ATVA: TV Station Consolidation Leads to Higher Retrans Fees

Dec 08, 2023

By Ted Hearn, Editor of Policyband 

Washington, D.C., Dec. 8, 2023 – An organization supported by traditional pay-TV providers is pushing back on the idea that local TV station mergers won’t lead to higher cable and satellite TV bills.

While TV stations continue to pursue ownership deregulation at the federal level, the American TV Alliance (ATVA) predicts that control of local TV stations by just a few owners will increase the retransmission consent fees that cable TV and satellite TV providers pay broadcasters.

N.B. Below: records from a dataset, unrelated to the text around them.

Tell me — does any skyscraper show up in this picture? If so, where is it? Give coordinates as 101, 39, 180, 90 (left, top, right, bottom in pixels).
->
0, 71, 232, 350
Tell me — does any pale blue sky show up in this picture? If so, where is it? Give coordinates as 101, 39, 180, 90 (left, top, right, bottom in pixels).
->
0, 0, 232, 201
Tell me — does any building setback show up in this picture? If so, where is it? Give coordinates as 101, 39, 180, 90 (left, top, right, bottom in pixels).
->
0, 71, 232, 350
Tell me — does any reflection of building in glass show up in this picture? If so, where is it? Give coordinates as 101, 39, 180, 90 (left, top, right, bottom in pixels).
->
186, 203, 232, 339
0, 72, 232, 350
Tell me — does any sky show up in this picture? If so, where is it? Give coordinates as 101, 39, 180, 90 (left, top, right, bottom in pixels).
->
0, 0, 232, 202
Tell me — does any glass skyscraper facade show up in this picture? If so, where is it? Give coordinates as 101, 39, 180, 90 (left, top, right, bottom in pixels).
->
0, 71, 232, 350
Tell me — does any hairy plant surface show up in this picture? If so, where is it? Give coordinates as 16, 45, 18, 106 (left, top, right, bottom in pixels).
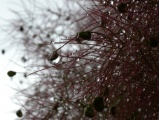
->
7, 0, 159, 120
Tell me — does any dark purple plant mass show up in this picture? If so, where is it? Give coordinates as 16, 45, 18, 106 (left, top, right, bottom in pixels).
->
6, 0, 159, 120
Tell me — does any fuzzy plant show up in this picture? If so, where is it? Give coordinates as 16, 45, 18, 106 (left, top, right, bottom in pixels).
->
6, 0, 159, 120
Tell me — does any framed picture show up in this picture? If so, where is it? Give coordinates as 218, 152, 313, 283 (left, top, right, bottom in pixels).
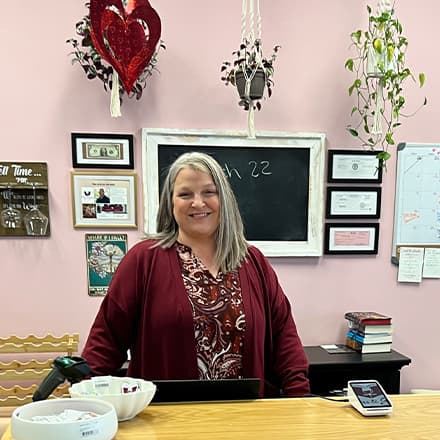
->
86, 234, 127, 296
327, 150, 382, 183
325, 186, 382, 219
324, 223, 379, 254
71, 133, 134, 169
71, 171, 137, 228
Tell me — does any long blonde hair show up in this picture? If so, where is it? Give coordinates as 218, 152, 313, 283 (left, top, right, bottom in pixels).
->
148, 152, 248, 272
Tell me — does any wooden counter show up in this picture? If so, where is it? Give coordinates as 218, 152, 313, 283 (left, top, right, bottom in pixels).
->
2, 394, 440, 440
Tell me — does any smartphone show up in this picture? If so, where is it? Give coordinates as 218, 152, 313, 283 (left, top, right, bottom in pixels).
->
347, 379, 393, 416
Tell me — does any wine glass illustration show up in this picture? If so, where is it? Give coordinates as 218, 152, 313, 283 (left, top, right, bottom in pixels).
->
0, 185, 21, 229
24, 183, 49, 235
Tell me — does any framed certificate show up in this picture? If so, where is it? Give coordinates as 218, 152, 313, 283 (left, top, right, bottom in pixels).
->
327, 150, 382, 183
324, 223, 379, 254
326, 186, 382, 219
71, 171, 137, 228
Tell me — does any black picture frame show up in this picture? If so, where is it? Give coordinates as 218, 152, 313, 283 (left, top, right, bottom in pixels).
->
325, 186, 382, 219
327, 150, 383, 184
71, 133, 134, 170
324, 223, 379, 255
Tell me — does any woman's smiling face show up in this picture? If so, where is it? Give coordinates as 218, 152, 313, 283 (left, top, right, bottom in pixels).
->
173, 168, 220, 244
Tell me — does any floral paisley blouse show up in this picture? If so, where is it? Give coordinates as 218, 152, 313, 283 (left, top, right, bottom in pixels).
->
176, 243, 246, 379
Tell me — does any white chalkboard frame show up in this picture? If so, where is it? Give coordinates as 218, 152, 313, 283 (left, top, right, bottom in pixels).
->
142, 128, 325, 257
391, 142, 440, 264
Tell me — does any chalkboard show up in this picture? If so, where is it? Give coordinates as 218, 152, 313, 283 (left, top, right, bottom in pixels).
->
391, 143, 440, 264
143, 129, 324, 256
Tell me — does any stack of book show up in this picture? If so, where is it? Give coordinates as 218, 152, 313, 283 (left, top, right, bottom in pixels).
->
344, 312, 393, 353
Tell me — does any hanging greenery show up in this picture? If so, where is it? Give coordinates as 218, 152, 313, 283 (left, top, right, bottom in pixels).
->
345, 0, 427, 165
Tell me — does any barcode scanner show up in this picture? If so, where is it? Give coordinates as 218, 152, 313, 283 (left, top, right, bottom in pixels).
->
32, 356, 90, 402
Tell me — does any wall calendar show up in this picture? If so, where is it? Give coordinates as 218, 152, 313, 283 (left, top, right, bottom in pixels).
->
391, 143, 440, 264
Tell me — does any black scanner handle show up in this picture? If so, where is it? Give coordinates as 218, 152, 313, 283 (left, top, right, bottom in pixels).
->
32, 356, 90, 402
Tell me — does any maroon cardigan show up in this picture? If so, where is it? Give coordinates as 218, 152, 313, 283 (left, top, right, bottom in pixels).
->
82, 240, 309, 396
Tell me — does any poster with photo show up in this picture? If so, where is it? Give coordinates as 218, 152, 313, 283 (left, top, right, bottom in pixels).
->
86, 234, 127, 296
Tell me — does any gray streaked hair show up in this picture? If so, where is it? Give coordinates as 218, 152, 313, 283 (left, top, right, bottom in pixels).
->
148, 152, 248, 272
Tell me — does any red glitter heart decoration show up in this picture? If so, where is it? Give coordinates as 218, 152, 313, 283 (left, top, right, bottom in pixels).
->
90, 0, 161, 93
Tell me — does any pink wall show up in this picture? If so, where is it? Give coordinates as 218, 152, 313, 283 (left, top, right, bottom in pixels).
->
0, 0, 440, 391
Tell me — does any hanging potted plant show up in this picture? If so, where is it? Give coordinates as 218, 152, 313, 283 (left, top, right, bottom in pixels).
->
345, 0, 427, 166
221, 38, 281, 110
66, 0, 165, 116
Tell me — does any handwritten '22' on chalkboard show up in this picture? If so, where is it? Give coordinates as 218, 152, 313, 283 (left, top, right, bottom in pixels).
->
142, 129, 324, 256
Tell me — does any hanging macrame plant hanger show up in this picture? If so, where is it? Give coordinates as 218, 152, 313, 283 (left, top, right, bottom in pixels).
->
366, 0, 397, 137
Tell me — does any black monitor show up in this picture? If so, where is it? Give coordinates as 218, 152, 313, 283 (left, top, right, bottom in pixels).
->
152, 378, 260, 402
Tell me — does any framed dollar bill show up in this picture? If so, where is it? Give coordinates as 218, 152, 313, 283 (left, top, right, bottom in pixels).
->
71, 133, 134, 169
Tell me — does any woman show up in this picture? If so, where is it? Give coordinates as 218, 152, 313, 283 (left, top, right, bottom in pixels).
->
83, 152, 309, 396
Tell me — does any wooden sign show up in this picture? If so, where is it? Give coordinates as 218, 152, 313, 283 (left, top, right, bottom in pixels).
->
0, 162, 50, 237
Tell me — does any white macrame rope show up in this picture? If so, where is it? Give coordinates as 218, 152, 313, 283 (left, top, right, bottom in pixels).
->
110, 69, 122, 118
241, 0, 262, 139
377, 0, 393, 14
368, 0, 394, 136
371, 79, 385, 135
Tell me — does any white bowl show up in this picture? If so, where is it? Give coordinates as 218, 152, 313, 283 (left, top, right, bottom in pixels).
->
69, 376, 156, 422
11, 399, 118, 440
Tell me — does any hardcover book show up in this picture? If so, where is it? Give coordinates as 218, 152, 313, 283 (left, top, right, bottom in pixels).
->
348, 321, 393, 335
345, 336, 391, 354
347, 330, 393, 344
344, 312, 391, 326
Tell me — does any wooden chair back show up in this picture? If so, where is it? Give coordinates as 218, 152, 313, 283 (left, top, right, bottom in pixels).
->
0, 333, 79, 407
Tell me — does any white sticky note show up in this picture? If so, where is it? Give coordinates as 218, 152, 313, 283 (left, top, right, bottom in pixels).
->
397, 247, 424, 283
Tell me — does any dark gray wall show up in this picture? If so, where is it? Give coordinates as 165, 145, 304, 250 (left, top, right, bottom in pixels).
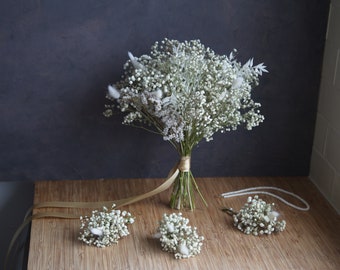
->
0, 0, 328, 181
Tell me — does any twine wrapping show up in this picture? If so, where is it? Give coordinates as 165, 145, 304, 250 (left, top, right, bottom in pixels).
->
5, 156, 186, 269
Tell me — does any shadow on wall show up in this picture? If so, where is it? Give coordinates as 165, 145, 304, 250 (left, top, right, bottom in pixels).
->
0, 182, 34, 270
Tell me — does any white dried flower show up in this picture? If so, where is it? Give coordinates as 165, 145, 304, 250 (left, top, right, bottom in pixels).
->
78, 205, 135, 247
107, 85, 120, 99
154, 213, 204, 259
105, 39, 267, 150
233, 195, 286, 236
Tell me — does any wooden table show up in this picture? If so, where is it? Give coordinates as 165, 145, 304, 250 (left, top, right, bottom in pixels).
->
28, 177, 340, 270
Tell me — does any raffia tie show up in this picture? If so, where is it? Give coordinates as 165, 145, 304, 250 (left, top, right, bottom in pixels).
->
6, 156, 190, 262
177, 156, 191, 172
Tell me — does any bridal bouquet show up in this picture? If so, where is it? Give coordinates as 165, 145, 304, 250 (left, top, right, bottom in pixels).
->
104, 39, 267, 210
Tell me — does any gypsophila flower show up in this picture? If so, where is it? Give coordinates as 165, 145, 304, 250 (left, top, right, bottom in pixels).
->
233, 195, 286, 236
108, 39, 267, 146
155, 213, 204, 259
78, 205, 135, 247
104, 39, 268, 210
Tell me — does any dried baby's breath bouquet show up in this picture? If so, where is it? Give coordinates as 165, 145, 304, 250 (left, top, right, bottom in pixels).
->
104, 39, 267, 209
154, 213, 204, 259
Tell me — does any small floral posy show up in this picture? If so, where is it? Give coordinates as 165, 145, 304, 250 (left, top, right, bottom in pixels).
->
78, 205, 135, 247
233, 195, 286, 236
154, 213, 204, 259
104, 39, 267, 210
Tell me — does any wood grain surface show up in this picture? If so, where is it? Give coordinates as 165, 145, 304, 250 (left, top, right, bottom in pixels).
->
28, 177, 340, 270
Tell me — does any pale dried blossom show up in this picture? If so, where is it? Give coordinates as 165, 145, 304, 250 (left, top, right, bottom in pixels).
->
154, 213, 204, 259
78, 205, 135, 247
233, 195, 286, 236
105, 39, 267, 152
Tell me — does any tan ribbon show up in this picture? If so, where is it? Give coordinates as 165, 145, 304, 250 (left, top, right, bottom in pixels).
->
5, 156, 190, 269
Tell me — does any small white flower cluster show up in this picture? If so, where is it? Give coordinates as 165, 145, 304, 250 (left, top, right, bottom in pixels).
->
104, 39, 267, 147
155, 213, 204, 259
78, 205, 135, 247
233, 195, 286, 236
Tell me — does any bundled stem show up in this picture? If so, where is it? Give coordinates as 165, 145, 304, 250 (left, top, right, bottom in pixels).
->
170, 155, 207, 210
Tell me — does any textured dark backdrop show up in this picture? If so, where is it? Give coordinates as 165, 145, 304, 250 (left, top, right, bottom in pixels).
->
0, 0, 329, 181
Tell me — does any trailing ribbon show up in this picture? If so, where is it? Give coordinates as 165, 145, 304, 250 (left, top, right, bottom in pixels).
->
4, 160, 183, 269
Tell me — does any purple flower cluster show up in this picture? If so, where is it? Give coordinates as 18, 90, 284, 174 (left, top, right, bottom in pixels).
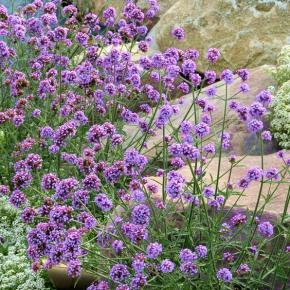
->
0, 0, 290, 290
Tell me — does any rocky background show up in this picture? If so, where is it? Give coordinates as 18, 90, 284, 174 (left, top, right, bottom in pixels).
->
78, 0, 290, 70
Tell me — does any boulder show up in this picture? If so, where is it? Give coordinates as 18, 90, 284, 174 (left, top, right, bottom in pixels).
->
137, 0, 176, 18
154, 0, 290, 71
148, 154, 290, 215
125, 66, 278, 157
77, 0, 125, 15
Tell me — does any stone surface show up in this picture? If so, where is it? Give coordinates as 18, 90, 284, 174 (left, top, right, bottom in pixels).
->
154, 0, 290, 71
148, 154, 290, 214
137, 0, 176, 18
125, 66, 277, 157
77, 0, 126, 15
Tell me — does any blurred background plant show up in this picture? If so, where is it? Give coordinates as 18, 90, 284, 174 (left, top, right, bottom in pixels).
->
0, 197, 54, 290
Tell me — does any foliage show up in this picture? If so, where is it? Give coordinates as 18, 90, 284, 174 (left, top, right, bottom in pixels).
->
271, 81, 290, 149
271, 45, 290, 86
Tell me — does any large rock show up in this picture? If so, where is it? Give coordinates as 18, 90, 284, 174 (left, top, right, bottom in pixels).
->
154, 0, 290, 71
125, 66, 277, 157
137, 0, 176, 18
148, 154, 290, 214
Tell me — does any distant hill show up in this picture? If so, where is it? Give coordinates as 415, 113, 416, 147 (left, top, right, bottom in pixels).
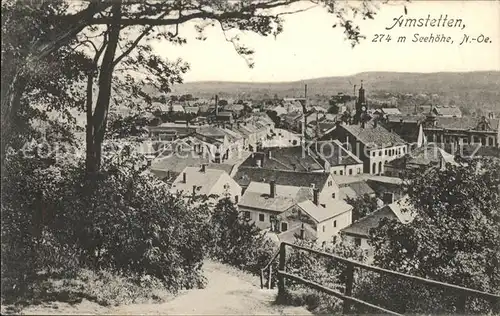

“We do not believe an economic study is necessary to support the obvious principle that a broadcaster controlling two, three, or even four major networks in a market has more leverage (and can thus command higher prices) than a broadcaster controlling only one such network,” ATVA said in a Dec. 6 FCC filing.

ATVA’s FCC filing was partly a response to the National Association of Broadcasters (NAB), which is urging the FCC to relax local TV station ownership rules, claiming current market conditions do not justify retention of the FCC's restrictive policies.

ATVA hit back on NAB’s analysis.

“NAB now says that possession of duopolies, triopolies, and quadropolies in a market ‘do[es] not – and could not in today’s competitive marketplace – enable broadcasters to charge higher advertising or retransmission consent rates.’” ATVA said. “Such a claim cannot be squared with the record evidence, including repeated FCC and [Department of Justice] findings, the testimony of [pay-TV] executives, and voluminous evidence of actual marketplace behavior, all of which shows that local broadcast consolidation leads to higher prices, all things being otherwise equal.”

Last week, NAB urged the FCC to relax a rule that bans the ownership of more than one top-four station in market, saying the ability for local stations to merge was especially acute in small markets. NAB said the FCC should reject ATVA’s call that low-power TV stations and multicast versions of ABC, CBS, NBC and Fox should count under the top-four rule.

NAB said that a Big 4 station distributing a second Big 4 station on a digital subchannel did not have an economic advantage over two Big Four stations barging separately with pay-TV providers.

“We noted yet again that ATVA, despite its repetitive complaints about retransmission consent fees generally, has not submitted empirical evidence showing that [pay-TV providers] pay higher retransmission rates to stations airing the programs of two broadcast networks on multiple streams, as compared to other similarly-situated stations with a single affiliation,” NAB told the FCC in a filing.

A federal appeals court has given the FCC until Dec. 27, 2023 to finish its TV station ownership review.

On its website, ATVA describes itself as giving “customers a voice and ask[ing] lawmakers to protect consumers by reforming outdated rules that do not reflect today’s marketplace.” ATVA membership includes small cable TV companies and programmers in addition to major pay-TV companies like Mediacom, Dish and DirecTV.

On its website, NAB describes itself “as the premier trade association for broadcasters” charged with advancing the interests of its members before federal government. Among its members are Nexstar Media Group, Sinclair Inc. and TEGNA.